En l'espèce, un militaire blessé dans un accident de la circulation signe en 2010 un procès-verbal de transaction avec la compagnie d'assurance du responsable. La transaction prévoit l'indemnisation de plusieurs postes de préjudices de la victime tout en réservant celui concernant les pertes des gains professionnels temporaires (PGPT).

En 2015, l'auteur de l'accident est condamné par le tribunal correctionnel pour blessures involontaires. Le tribunal le condamne également, au titre des intérêts civils, au paiement d'une somme complémentaire à la partie civile (la victime) correspondant à son préjudice de pertes des gains professionnels futurs (PGPF). Le condamné et son assureur interjettent alors appel contre cette décision.

La Cour d'appel accueille leur demande et annule l'indemnité supplémentaire de la victime. Elle retient qu'une transaction concernant son indemnisation et réservant le seul PGPT avait été signée quelques années auparavant. Celle-ci, portant la mention que la victime acceptait « en toute connaissance être entièrement indemnisée à titre définitif et à forfait de tous préjudices ou dommages quelconques et généralement de toutes les conséquences de l'accident et renonce à toute instance ou toute autre action devant quelque juridiction que ce soit » était valide au regard de l'article L.211-16 du Code des assurances.

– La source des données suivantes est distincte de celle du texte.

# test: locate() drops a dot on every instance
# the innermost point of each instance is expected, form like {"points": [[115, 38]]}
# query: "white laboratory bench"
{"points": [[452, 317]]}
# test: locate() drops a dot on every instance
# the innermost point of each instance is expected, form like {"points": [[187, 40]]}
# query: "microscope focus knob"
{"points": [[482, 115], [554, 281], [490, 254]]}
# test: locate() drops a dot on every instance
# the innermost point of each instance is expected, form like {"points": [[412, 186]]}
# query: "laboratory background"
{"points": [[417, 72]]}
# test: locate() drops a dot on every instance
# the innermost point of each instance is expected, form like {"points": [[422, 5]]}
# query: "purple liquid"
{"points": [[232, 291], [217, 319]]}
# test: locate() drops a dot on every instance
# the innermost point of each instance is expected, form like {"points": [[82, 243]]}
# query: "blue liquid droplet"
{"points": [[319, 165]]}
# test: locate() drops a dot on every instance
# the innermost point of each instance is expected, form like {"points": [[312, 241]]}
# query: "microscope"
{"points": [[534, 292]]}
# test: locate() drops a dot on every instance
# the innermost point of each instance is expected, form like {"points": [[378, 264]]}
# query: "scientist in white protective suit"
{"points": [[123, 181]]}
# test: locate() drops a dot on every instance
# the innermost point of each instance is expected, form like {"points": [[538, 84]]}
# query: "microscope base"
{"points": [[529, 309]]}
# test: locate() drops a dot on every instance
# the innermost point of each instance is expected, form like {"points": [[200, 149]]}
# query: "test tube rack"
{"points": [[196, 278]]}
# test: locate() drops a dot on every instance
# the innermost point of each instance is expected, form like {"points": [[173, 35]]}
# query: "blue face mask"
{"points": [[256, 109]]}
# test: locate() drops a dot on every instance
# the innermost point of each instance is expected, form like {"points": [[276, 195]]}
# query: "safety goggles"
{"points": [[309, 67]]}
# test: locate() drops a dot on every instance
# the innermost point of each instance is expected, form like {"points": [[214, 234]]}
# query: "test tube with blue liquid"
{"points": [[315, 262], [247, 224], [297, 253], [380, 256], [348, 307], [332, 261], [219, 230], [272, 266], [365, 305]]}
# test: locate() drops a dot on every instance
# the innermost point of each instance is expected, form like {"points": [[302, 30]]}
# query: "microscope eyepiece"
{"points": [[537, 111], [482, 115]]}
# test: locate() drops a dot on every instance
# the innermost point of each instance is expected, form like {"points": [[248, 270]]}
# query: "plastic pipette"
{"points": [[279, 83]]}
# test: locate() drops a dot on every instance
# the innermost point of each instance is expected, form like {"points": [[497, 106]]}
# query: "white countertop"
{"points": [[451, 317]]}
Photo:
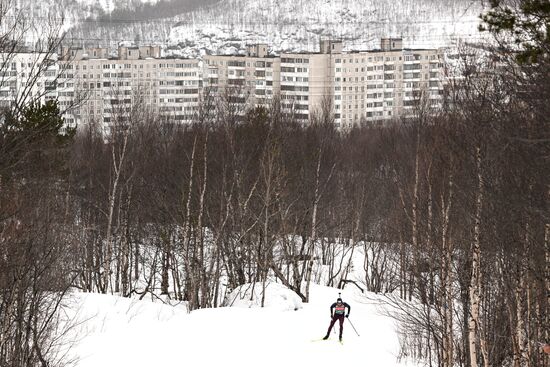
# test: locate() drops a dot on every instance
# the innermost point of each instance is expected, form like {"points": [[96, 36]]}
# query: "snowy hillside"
{"points": [[125, 332], [225, 26], [298, 25]]}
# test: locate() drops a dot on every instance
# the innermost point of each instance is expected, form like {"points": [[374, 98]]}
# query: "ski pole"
{"points": [[353, 327]]}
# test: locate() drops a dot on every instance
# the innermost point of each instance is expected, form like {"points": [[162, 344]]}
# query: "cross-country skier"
{"points": [[338, 315]]}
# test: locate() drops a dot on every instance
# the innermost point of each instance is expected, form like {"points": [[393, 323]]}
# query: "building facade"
{"points": [[351, 88]]}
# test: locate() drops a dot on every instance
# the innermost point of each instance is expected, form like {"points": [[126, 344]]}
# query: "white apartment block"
{"points": [[384, 84], [307, 81], [138, 81], [26, 77], [354, 88], [241, 82]]}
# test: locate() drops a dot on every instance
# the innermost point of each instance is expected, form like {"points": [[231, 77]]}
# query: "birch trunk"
{"points": [[117, 168], [474, 288], [311, 247]]}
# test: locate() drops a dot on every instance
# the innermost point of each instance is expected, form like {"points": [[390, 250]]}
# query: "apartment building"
{"points": [[354, 87], [95, 87], [242, 81], [26, 76]]}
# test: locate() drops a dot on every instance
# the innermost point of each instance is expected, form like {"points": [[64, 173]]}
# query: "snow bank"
{"points": [[277, 297]]}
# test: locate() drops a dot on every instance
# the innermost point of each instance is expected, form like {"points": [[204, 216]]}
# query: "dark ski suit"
{"points": [[338, 315]]}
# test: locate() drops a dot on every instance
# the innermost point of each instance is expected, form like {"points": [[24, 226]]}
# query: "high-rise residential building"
{"points": [[349, 87], [109, 90], [242, 81], [353, 87], [384, 84], [25, 77]]}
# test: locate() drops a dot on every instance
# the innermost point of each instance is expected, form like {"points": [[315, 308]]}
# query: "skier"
{"points": [[338, 315]]}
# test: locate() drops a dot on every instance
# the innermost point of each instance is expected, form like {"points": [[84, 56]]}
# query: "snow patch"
{"points": [[277, 297]]}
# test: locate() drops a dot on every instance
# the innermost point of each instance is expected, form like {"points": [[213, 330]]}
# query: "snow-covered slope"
{"points": [[298, 25], [225, 26], [124, 332]]}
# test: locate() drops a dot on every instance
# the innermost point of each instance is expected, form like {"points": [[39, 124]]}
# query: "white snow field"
{"points": [[115, 331]]}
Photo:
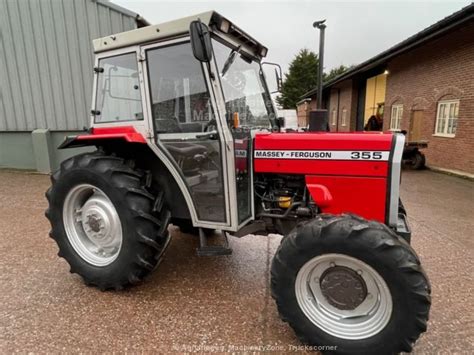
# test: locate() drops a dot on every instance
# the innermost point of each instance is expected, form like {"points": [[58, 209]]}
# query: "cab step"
{"points": [[212, 250]]}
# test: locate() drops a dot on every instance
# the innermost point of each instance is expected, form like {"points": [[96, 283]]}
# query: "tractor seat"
{"points": [[185, 150]]}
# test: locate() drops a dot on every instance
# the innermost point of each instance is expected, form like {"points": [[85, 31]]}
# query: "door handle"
{"points": [[207, 135]]}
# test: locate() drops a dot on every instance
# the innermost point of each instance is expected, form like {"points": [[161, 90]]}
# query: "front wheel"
{"points": [[350, 286]]}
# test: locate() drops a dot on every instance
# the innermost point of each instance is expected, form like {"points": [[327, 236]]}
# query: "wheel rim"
{"points": [[343, 296], [92, 225]]}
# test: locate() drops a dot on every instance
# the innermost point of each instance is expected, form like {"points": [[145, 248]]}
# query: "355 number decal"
{"points": [[366, 155]]}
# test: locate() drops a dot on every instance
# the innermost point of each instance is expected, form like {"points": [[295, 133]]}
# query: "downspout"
{"points": [[337, 115]]}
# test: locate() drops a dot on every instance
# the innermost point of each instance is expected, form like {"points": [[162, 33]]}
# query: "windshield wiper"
{"points": [[230, 59]]}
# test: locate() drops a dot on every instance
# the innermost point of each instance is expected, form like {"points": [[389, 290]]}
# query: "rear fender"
{"points": [[106, 135]]}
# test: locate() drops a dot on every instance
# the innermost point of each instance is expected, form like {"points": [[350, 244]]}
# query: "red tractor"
{"points": [[185, 132]]}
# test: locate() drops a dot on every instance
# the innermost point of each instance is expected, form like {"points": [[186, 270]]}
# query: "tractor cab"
{"points": [[195, 89]]}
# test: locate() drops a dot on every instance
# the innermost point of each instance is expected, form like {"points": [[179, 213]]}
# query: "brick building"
{"points": [[424, 85]]}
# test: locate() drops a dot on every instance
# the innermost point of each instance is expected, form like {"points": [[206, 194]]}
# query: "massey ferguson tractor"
{"points": [[183, 131]]}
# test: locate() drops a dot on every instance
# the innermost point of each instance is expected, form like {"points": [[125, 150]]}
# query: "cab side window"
{"points": [[179, 95], [118, 90]]}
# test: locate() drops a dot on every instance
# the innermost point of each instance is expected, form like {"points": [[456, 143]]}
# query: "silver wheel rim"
{"points": [[92, 225], [366, 319]]}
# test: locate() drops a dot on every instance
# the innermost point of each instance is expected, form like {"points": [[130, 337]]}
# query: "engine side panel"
{"points": [[344, 172]]}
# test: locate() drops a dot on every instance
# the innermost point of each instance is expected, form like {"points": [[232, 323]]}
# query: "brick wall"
{"points": [[442, 69]]}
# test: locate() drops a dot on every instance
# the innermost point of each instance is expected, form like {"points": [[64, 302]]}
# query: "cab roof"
{"points": [[177, 28]]}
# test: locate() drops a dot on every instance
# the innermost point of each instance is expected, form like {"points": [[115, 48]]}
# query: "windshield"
{"points": [[244, 89]]}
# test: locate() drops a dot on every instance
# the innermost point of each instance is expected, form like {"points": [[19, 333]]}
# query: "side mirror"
{"points": [[200, 41]]}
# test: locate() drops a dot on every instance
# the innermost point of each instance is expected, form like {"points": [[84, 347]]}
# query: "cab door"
{"points": [[188, 129]]}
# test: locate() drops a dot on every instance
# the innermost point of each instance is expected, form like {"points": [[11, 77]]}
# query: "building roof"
{"points": [[437, 29], [141, 22], [176, 28]]}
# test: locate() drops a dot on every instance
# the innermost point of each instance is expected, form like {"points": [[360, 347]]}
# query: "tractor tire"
{"points": [[108, 226], [349, 286], [418, 161]]}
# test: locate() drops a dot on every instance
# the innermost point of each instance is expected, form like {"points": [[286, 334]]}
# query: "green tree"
{"points": [[302, 77]]}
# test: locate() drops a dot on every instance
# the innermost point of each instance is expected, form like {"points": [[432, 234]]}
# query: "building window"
{"points": [[447, 118], [396, 117], [344, 117]]}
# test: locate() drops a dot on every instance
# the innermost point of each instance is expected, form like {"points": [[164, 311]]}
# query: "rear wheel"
{"points": [[351, 284], [108, 226]]}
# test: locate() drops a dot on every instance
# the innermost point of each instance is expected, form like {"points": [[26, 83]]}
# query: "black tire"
{"points": [[374, 244], [418, 161], [144, 218]]}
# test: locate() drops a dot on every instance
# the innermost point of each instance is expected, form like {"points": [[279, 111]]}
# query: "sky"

La victime ne pouvait donc pas intenter une action en justice concernant un autre poste de préjudice non réservé dans la transaction. Elle se pourvoit en cassation.

La transaction a autorité de la chose jugée pour tous les préjudices y compris ceux non mentionnés

Dans un arrêt du 13 juin 2017 (n°16-83.545), la Chambre criminelle de la Cour de Cassation confirme le raisonnement de la Cour d'appel. Devant la Cour, la victime affirmait que le préjudice indemnisé en justice n'avait pas été mentionné dans la transaction et qu'en application de l'article 2048 du Code civil, une transaction ne concerne que ce qui y est expressément mentionné.

Pourtant, le pourvoi est rejeté et la Chambre criminelle retient qu' « aux termes de la transaction la partie civile déclarait être remplie de tous ses droits à indemnisation des conséquences de l'accident », ce qui incluait à la fois les préjudices directement prévus dans la transaction mais également ceux qui ne l'étaient pas et tendaient à apparaître plus tard.

Elle conclut donc que la transaction a autorité de la chose jugée sur toute demande d'indemnisation supplémentaire de la victime portant sur ledit accident de la circulation. Elle ne peut plus introduire d'action en justice sur un préjudice même non mentionné dans la transaction.